Choose a tag to compare

@WarningRan WarningRan released this 08 Sep 19:41
· 14 commits to dev since this release
625332e

infer/vllm/process

  • Improved Error and Status Reporting

    • The output now includes status and error_msg fields, providing clarity on the run's outcome. Status can be OK (successful), PART_<err> (partially completed with a specific error), or ERR_<err> (failed with a specific error). A new function was also added to detect several predefined error patterns:

      • OOR: terminate called after throwing an instance of 'std::out_of_range'
      • MFS: DtException: Must find space in DDR
      • UMG: DtException: Unable to map graph within architecture constraints
      • PVF: DtException: Program verification failed
      • VMS: DtException: Need to find a valid memory space
      • DIR: RuntimeError.*DDR init retried
      • RPC: TimeoutError: RPC call to execute_model timed out.
      • PLT: assert prompt_len <= self.tkv
      • CTL: Please reduce the length of the messages or completion
      • If a run fails without a recognizable error pattern, the status will be ERR_UNKNOWN.
  • Captured parameter information even for failed runs

    • In direct mode, used FMWORK ARG as a fallback to record values like batch_size, input_size, and output_size.
    • In server mode, parsed input and batch sizes from server.cmd and client.cmd.
  • Captured client request completion data, which is included in the notes field in the format successful_requests:<num> and num-prompts:<num>

  • Added --model to normalize the model name in the output. The script extracts the original model name from the logs and splits it into a standardized model name and a new model_version field.

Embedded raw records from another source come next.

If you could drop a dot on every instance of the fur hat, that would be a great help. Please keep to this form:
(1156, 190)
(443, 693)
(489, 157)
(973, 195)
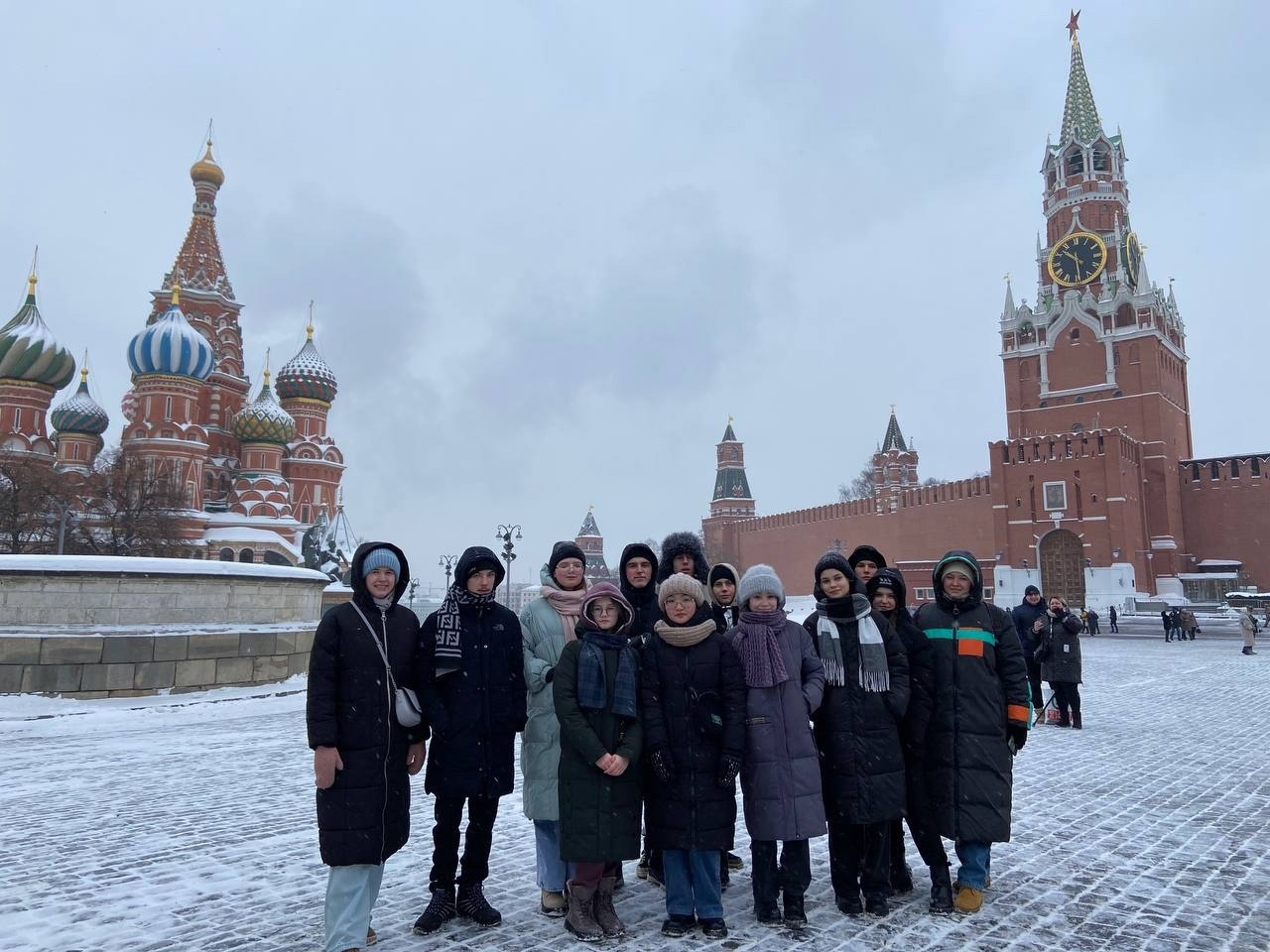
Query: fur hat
(760, 579)
(680, 584)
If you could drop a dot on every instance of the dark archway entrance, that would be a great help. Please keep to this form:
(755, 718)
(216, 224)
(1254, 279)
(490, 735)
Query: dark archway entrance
(1062, 567)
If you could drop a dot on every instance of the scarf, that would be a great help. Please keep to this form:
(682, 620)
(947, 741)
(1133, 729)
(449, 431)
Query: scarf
(449, 626)
(592, 683)
(874, 671)
(568, 606)
(757, 642)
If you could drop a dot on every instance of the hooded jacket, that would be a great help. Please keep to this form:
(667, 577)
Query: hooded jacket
(980, 685)
(363, 817)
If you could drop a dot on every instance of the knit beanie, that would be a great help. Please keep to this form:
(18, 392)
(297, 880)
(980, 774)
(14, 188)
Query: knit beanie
(381, 558)
(680, 584)
(566, 549)
(760, 579)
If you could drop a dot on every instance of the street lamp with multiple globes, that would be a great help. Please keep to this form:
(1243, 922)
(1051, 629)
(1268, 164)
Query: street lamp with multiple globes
(508, 555)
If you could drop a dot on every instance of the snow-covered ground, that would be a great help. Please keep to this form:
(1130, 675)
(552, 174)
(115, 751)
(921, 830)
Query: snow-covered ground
(187, 823)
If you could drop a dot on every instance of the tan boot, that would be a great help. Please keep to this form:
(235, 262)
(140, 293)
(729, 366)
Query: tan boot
(606, 916)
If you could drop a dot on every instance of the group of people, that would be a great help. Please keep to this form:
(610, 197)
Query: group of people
(643, 703)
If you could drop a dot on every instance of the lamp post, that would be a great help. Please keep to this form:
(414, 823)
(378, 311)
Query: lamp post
(447, 562)
(508, 555)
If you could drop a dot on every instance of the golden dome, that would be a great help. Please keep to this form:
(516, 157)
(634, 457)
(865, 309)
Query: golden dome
(206, 169)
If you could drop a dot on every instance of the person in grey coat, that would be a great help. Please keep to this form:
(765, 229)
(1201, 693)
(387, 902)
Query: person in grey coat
(781, 774)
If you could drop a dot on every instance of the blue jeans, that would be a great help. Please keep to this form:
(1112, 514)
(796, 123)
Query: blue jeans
(350, 893)
(553, 871)
(975, 864)
(693, 883)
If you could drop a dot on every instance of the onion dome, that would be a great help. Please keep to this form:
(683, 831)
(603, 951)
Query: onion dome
(28, 350)
(307, 375)
(172, 345)
(80, 413)
(206, 169)
(263, 420)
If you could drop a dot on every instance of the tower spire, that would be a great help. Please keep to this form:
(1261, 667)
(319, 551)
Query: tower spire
(1080, 121)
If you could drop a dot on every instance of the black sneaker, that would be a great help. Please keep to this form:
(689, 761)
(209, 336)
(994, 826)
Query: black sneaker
(472, 905)
(714, 928)
(441, 910)
(676, 927)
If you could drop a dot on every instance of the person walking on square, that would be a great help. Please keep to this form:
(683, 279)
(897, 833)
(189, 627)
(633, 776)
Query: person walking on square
(363, 757)
(694, 707)
(1029, 619)
(1058, 649)
(857, 731)
(476, 705)
(979, 719)
(548, 624)
(595, 694)
(781, 775)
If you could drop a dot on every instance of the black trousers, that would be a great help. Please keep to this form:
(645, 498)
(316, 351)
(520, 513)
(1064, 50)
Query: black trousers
(444, 841)
(860, 858)
(1067, 697)
(793, 875)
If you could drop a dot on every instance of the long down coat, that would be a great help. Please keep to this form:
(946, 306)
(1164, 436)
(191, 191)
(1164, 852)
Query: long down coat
(980, 685)
(365, 816)
(781, 774)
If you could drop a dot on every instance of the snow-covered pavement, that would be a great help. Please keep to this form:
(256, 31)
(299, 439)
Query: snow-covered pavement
(187, 823)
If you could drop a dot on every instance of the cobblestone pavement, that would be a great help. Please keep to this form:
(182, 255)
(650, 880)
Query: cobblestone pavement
(189, 824)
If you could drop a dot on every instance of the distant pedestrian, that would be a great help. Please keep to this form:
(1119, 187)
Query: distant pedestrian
(595, 693)
(979, 719)
(476, 705)
(1060, 654)
(781, 777)
(694, 708)
(363, 757)
(548, 624)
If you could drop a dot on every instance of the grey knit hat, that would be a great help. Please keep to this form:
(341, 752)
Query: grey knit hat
(680, 584)
(757, 580)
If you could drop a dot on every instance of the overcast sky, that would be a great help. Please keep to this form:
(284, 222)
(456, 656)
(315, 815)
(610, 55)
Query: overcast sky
(554, 245)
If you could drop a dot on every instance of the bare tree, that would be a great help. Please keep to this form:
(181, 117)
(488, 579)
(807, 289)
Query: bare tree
(130, 509)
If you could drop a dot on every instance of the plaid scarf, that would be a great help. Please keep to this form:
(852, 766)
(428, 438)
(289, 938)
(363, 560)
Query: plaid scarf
(592, 683)
(449, 626)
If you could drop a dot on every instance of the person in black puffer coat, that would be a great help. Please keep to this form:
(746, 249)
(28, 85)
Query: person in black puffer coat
(889, 593)
(979, 719)
(1029, 617)
(363, 760)
(475, 703)
(694, 707)
(857, 733)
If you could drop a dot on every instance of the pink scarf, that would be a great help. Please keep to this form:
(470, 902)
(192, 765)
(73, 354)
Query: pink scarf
(568, 606)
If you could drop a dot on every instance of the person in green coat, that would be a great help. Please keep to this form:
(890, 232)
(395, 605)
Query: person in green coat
(595, 687)
(547, 625)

    • For example, if the model in the log is ibm-granite/granite-3.3-8b-instruct/main and the --model argument is ibm-granite/granite-3.3-8b-instruct, the output will show model: "ibm-granite/granite-3.3-8b-instruct" and model_version: "main".

infer/vllm/runner

  • In server mode, the runner script now prints the contents of server.log directly to the console and appends them to runner.log after execution. This allows pipeline users, who may not have access to the file system, to easily view the complete server logs.